Hamburg (mp). Derzeit schwitzt ganz Deutschland. Vor allem älteren Menschen macht die Hitze zu schaffen. Trinken sie zu wenig, kann es zu Kreislaufproblemen kommen, die einen Krankenhausaufenthalt notwendig machen. Viele vergessen durch das mit den Jahren nachlassende Durstempfinden, regelmäßig zu trinken, erklärt Allgemeinmedizinerin Dr. Waltraud Pfarrer von der DAK. Dadurch kann es schnell zu Dehydratation, einem Wassermangel im Körper, kommen. Unruhe, Verwirrtheit, Kreislaufbeschwerden, Kopfschmerzen, Bewusstlosigkeit bis hin zu Organversagen sind die Folge. Die meisten Krankenhausbehandlungen aufgrund von Flüssigkeitsmangel registrierte die Krankenkasse im vergangenen Jahr in den Sommermonaten Juli und August.

Damit ein Flüssigkeitsverlust gar nicht erst entsteht, sollte ein fester Trinkplan aufgestellt werden. Hierbei ist jede Stunde ein Glas Wasser, Tee oder verdünnter Fruchtsaft zu trinken. "Sobald das Glas leer ist, gleich nachschenken. So hat man das volle Glas immer vor Augen", erläutert die Medizinerin. Am Tag sind zwei bis drei Liter Flüssigkeit zu sich zu nehmen. Dabei helfen auch wasserreiches Obst und Gemüse wie Melonen, Tomaten und Gurken, die zusätzliche Flüssigkeit liefern.

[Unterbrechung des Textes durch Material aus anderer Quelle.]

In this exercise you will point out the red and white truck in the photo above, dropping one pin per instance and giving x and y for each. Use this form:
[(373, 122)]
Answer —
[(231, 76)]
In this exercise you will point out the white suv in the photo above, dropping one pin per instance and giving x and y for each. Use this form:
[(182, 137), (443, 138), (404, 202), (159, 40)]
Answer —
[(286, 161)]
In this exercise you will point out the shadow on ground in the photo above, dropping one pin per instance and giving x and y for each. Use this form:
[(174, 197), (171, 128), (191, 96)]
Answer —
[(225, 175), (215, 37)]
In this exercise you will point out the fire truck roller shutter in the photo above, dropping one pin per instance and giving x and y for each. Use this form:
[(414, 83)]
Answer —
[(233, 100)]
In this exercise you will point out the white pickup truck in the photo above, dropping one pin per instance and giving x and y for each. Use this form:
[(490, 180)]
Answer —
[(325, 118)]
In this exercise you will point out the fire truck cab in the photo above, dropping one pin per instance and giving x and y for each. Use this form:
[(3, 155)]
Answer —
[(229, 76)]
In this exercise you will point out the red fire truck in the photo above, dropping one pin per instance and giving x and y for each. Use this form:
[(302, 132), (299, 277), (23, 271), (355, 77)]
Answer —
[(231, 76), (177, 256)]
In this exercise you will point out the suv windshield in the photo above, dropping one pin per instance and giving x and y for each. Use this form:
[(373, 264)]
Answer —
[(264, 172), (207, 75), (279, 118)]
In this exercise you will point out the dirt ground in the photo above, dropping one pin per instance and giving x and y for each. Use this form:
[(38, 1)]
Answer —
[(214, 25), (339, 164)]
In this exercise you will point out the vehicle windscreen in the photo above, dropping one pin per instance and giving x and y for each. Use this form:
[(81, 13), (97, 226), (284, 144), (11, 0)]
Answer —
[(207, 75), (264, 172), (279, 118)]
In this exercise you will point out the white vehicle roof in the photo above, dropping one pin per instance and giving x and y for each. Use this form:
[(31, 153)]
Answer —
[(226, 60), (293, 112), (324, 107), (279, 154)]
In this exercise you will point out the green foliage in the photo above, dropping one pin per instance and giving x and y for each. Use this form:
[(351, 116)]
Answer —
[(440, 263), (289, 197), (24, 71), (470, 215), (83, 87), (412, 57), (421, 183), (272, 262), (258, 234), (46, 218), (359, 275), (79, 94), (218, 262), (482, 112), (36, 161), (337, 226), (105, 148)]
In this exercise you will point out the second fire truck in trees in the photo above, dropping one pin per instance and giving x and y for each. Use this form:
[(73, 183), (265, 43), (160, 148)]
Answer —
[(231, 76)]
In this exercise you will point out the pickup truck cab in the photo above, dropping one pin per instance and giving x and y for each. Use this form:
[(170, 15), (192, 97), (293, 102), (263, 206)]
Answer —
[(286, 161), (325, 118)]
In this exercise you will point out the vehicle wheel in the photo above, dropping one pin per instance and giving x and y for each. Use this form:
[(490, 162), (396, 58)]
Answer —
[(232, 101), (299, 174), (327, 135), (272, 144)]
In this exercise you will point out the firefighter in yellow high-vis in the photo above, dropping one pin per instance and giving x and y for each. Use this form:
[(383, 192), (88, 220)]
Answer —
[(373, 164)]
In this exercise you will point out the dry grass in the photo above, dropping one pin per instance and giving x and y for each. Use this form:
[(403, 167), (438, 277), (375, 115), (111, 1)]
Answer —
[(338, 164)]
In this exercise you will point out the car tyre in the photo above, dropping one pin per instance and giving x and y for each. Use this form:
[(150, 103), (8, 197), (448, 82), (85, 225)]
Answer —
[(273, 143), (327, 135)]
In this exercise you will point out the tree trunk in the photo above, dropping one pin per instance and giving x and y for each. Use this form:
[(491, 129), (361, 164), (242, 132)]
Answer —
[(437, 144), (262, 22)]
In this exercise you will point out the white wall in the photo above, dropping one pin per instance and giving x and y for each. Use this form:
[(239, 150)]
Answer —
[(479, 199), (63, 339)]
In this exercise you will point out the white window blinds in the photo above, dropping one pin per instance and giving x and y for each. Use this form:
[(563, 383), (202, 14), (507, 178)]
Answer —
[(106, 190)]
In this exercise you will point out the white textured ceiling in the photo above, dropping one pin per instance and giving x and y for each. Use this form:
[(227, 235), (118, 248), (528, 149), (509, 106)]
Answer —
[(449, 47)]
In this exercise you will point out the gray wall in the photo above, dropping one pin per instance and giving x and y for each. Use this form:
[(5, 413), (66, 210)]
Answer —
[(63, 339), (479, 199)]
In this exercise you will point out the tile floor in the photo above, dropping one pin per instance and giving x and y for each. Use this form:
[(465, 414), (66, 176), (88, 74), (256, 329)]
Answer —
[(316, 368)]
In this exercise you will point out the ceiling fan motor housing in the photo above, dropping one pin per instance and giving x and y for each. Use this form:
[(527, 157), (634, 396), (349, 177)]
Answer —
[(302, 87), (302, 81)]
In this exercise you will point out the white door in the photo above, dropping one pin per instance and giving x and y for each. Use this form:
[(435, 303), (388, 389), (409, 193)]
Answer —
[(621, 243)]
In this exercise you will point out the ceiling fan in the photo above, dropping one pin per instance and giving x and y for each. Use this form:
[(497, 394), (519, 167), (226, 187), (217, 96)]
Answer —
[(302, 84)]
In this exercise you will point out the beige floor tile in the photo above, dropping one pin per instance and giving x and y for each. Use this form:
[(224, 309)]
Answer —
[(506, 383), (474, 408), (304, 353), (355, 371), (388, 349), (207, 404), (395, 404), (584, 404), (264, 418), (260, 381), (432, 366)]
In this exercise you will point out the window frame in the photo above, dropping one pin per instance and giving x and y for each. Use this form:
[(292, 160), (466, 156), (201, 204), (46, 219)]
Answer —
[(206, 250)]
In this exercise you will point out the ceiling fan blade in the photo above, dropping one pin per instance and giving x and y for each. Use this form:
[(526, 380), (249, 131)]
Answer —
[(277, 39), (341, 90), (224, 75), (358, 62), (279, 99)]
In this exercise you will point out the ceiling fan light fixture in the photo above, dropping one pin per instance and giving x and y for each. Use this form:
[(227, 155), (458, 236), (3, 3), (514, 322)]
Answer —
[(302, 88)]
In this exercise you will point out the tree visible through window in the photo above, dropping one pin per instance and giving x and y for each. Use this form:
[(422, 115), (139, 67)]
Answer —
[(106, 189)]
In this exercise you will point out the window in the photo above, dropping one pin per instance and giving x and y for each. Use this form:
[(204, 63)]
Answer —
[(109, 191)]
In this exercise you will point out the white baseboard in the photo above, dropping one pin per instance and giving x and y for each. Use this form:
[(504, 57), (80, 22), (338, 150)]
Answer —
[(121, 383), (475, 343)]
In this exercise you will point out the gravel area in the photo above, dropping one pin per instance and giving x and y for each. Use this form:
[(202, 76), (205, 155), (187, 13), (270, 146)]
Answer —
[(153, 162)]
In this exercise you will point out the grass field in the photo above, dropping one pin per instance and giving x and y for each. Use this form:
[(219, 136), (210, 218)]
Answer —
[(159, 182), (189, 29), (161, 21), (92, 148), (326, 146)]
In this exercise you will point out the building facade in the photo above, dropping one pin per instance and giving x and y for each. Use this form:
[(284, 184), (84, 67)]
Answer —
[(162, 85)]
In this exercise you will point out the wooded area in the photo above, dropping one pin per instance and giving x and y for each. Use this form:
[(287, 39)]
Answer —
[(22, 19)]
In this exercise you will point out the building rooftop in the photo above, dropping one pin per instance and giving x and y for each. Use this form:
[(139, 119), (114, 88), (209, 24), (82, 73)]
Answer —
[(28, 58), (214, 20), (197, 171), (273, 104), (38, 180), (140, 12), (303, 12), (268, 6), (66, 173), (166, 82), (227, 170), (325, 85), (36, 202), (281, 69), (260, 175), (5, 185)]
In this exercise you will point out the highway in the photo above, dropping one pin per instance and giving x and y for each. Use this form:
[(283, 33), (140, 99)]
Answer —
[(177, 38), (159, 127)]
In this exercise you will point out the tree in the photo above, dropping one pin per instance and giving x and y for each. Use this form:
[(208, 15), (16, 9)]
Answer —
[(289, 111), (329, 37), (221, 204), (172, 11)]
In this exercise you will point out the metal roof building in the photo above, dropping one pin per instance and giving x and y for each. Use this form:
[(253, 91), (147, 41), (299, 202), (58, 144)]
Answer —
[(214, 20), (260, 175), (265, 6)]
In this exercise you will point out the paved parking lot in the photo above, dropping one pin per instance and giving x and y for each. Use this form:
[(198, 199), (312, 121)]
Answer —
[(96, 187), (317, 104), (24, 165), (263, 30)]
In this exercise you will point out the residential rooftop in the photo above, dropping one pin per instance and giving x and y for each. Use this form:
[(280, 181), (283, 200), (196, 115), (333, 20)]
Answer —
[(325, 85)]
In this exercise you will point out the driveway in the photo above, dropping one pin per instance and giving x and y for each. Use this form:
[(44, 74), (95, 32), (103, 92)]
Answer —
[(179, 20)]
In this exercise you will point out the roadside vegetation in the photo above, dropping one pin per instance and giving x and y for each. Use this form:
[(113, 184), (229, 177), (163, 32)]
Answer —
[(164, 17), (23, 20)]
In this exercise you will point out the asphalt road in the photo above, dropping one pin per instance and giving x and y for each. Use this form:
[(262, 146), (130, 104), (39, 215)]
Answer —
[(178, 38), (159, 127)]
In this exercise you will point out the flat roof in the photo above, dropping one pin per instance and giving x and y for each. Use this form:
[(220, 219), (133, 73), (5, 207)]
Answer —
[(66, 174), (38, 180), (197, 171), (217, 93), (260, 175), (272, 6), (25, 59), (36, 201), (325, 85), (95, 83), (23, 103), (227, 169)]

Durch das Schwitzen gehen viele wichtige Mineralstoffe und Elektrolyte verloren. Diese können am besten durch Gemüsebrühe ersetzt werden. "Die Brühe sollte warm in kleinen Portionen gelöffelt werden", rät Dr. Pfarrer. Der Körper kühlt die Flüssigkeit dann auf seine Temperatur herunter. Das so ausgelöste leichte Schwitzen ist erwünscht: Die Verdunstungskälte kühlt die Haut, ohne den Kreislauf zu belasten. Mit eiskalten Getränken erreiche man laut der Expertin das Gegenteil, denn um sie auf Körpertemperatur zu erwärmen, verbrauche der Organismus viel Energie. Dadurch kommt es zu richtigen Schweißausbrüchen.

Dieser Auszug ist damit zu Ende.